Beyond trying to hold down housing prices by law, those two approaches seem to share little. One addresses home ownership; the other, rentals. The loudest groups on the issues are different, and so are the mechanisms. However, there is an insufficiently noticed similarity: Both allow local political majorities (owners in one case; renters in the other) to advance their narrow self-interest while harming most of those they purportedly help. These regulations represent self-interested and harmful altruism.

The self-interested support for these policies grows from the distinction between their effects on current tenants and homeowners and the very different effects on future aspiring tenants and homeowners, far larger groups that are not yet residents.

The first group is primarily benefited by what will happen to rental and home prices in the near term. Lower rents help existing tenants; higher house prices help current homeowners.

The second group—aspiring renters and homeowners—is primarily harmed by the regulations’ effect of shrinking the housing supply in the longer term.

In other words, existing renters and owners benefit at the expense of future aspirants, who cannot vote on the policy because they are not residents.

Consider San Jose’s 2010 inclusionary housing ordinance, which requires housing developers of more than 19 units to sell 15 percent of the units far below market value (or pay a six-figure fee). This allows politicians to claim the mandated units as visible proof they are addressing housing availability, while the future harmful effects go largely unnoticed.

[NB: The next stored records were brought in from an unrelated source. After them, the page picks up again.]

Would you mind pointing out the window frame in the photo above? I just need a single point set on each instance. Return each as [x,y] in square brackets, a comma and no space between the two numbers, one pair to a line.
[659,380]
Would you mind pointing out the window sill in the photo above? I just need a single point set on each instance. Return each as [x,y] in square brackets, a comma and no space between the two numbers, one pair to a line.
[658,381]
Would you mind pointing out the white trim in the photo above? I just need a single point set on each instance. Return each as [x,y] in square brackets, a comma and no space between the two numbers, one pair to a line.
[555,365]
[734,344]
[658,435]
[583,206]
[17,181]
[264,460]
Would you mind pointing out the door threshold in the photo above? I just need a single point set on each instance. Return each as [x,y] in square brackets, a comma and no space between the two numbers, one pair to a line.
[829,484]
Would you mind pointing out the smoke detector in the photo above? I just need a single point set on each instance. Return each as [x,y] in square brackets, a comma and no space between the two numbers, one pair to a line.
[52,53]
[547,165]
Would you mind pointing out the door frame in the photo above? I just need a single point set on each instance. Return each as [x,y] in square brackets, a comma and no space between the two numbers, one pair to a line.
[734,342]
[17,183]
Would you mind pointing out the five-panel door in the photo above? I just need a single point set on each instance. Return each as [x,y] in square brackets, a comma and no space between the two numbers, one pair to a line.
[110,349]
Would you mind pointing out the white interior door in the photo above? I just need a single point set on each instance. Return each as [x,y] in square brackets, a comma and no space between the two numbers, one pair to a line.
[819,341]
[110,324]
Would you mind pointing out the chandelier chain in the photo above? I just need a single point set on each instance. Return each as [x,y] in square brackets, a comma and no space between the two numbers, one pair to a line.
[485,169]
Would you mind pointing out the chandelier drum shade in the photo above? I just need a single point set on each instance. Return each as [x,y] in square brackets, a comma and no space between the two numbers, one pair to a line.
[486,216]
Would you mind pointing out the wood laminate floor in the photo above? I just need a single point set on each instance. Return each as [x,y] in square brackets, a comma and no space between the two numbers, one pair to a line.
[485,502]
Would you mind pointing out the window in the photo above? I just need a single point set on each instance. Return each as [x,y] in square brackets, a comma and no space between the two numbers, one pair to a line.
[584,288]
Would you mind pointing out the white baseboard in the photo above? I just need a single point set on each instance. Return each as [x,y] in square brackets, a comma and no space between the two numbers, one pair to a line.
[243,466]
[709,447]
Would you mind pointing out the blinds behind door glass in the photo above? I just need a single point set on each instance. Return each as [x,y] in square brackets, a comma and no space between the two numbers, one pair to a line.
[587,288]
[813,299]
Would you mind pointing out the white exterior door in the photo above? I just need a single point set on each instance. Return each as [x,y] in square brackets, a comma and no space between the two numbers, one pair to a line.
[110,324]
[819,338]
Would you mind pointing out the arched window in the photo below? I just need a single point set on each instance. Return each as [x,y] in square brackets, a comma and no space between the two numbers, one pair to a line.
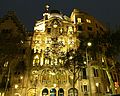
[45,92]
[53,92]
[60,92]
[70,92]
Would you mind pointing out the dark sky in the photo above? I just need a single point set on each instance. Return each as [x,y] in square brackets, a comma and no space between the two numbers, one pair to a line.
[28,11]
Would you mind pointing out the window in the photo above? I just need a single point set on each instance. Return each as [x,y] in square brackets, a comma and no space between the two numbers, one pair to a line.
[85,88]
[98,88]
[95,72]
[79,20]
[70,30]
[70,92]
[53,92]
[84,73]
[6,64]
[88,20]
[45,92]
[89,28]
[48,30]
[80,28]
[60,92]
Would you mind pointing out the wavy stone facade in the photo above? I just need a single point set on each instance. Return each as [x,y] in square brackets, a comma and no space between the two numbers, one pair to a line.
[39,70]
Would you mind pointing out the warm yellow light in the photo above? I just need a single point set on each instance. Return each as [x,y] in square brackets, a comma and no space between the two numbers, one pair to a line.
[88,21]
[54,85]
[17,94]
[36,57]
[55,25]
[21,77]
[16,86]
[97,84]
[89,44]
[85,62]
[79,20]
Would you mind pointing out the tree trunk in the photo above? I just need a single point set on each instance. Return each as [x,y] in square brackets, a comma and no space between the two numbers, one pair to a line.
[111,81]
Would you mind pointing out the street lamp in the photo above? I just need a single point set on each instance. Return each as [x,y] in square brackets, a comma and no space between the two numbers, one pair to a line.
[89,44]
[97,88]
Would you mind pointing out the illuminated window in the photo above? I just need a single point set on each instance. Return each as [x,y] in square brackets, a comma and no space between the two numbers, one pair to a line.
[70,92]
[47,60]
[85,88]
[89,28]
[70,30]
[88,20]
[80,28]
[79,20]
[95,72]
[6,64]
[48,40]
[60,92]
[45,92]
[48,30]
[36,60]
[84,73]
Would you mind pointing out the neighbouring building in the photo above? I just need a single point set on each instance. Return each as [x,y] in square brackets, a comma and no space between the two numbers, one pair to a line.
[32,63]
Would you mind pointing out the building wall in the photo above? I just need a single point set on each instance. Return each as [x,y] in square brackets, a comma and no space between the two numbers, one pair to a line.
[45,55]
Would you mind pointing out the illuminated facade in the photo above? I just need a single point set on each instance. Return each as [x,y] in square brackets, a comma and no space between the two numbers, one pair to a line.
[55,35]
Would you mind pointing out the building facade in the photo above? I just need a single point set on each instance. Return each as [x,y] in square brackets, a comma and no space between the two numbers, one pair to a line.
[38,68]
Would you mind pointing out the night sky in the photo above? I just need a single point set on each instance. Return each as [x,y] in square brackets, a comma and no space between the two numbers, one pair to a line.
[28,11]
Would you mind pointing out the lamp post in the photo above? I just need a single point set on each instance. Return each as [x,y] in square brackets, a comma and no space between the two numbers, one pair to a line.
[88,67]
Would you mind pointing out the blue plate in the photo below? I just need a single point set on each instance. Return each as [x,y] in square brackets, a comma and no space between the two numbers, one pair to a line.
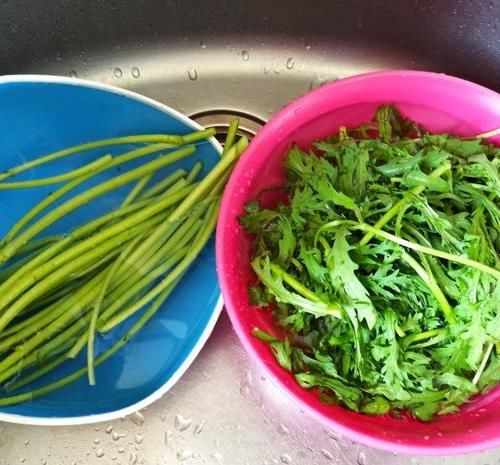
[41,114]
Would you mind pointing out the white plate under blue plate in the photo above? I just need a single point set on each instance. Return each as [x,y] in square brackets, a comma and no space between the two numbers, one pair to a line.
[41,114]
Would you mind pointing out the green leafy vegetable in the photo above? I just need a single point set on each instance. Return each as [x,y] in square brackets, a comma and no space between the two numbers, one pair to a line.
[383,268]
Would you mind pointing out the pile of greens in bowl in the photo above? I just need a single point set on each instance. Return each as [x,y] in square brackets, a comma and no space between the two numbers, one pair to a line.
[383,268]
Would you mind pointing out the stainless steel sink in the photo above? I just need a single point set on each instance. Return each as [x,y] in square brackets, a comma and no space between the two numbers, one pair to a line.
[212,60]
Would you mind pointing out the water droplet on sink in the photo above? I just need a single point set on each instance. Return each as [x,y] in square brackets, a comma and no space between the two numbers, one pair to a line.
[217,456]
[184,455]
[136,72]
[182,423]
[285,458]
[137,418]
[117,436]
[333,435]
[362,460]
[327,454]
[168,437]
[199,428]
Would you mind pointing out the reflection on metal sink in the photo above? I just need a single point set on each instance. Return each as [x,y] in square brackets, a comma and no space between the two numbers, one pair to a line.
[213,59]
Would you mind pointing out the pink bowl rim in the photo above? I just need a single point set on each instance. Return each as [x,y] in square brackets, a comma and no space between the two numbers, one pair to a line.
[248,341]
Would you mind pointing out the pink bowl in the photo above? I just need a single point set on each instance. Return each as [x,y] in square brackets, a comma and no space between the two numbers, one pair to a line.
[441,103]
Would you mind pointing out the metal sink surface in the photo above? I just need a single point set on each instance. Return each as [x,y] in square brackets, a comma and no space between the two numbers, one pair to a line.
[212,60]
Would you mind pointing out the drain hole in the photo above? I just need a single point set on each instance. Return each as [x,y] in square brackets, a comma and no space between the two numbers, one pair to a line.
[220,119]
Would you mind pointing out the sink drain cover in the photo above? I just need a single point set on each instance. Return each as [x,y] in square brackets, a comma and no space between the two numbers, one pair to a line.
[220,119]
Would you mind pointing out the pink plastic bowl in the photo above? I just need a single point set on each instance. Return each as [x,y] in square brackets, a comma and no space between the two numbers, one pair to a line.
[441,103]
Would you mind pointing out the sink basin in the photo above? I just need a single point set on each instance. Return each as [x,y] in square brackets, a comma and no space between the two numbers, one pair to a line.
[213,60]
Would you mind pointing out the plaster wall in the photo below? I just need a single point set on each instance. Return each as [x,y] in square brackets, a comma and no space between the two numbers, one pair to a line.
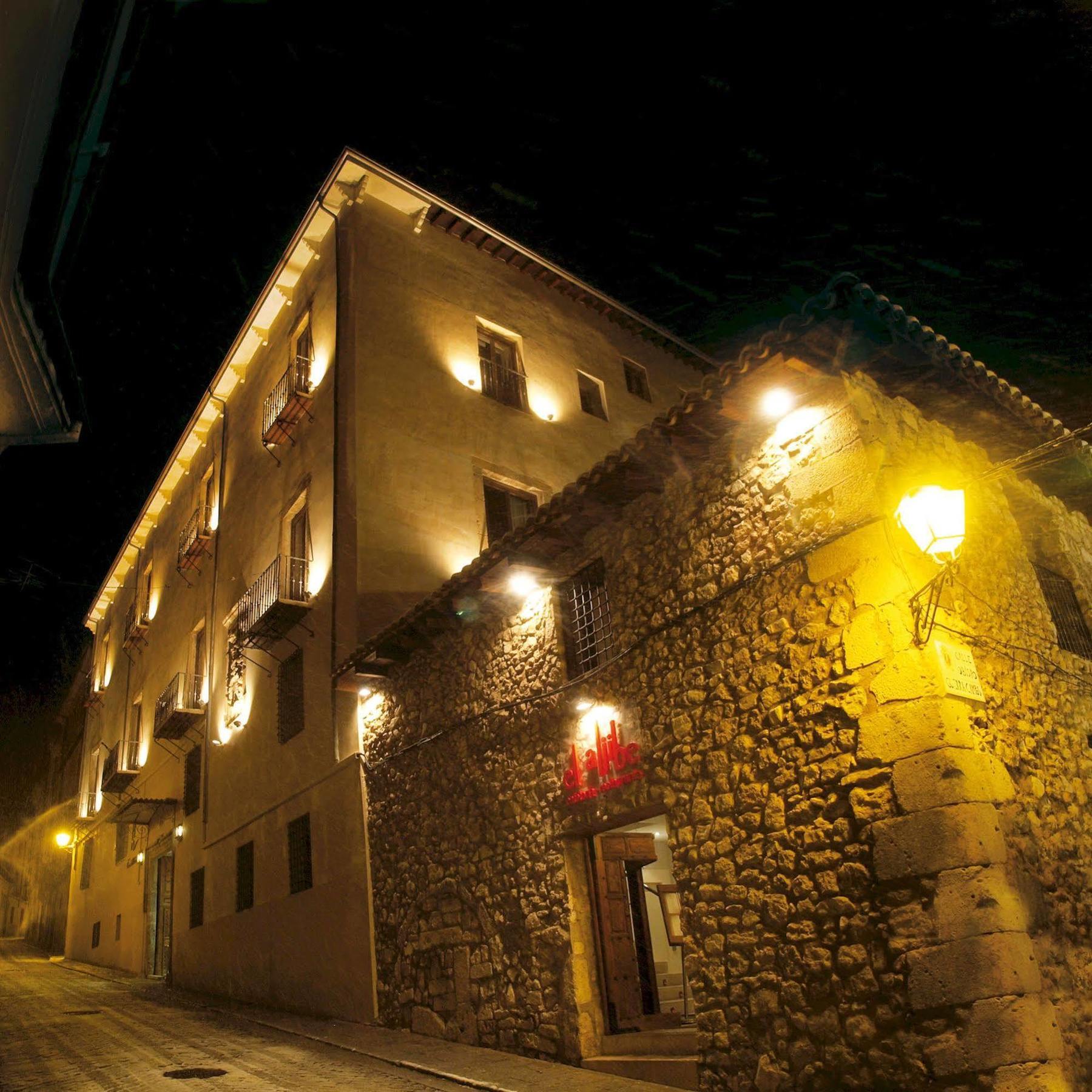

The below-market mandate obviously increases the costs of the new unsubsidized housing, which reduces demand from aspiring buyers. That, in turn, reduces the number of new units constructed and thus the future supply of homes. And it raises existing house prices as well. Potential first-time buyers are harmed, but existing homeowners’ wallets are padded.

Housing researchers have found just that effect from so-called “inclusive” policies (now in nearly 170 California cities and counties). With the large decrease in unsubsidized construction swamping the much smaller effect on mandated construction, such policies harm all buyers except those who win occupancy in new subsidized units.

Rent control follows a similar narrative. It benefits current renters at the expense of property owners by forcing down the prices of units. But by reducing or eliminating the profitability of rental housing, the regulation reduces the supply of rental housing over time via reduced new construction and maintenance, conversions to condos or to non-housing uses, etc. (Imagine how attractive Airbnb-type uses of housing would become if it could evade rent control.) That harms all future renters, even while the bonanza to current tenants continues. (This is why tenants under strict rent control almost never leave.)

Economists generally agree that rent control is harmful. Left-wing economist and Nobel laureate Gunnar Myrdal called rent control in certain Western countries “maybe, the worst example of poor planning by governments lacking courage and vision,” and socialist economist Assar Lindbeck asserted that “in many cases rent control appears to be the most effective technique presently known to destroy a city—except for bombing.”

With inclusionary housing policies and rent control, a local majority of voters is allowed to benefit itself while pretending to support those struggling to find housing. Such self-interested but harmful housing altruism is far removed from doing something good for society.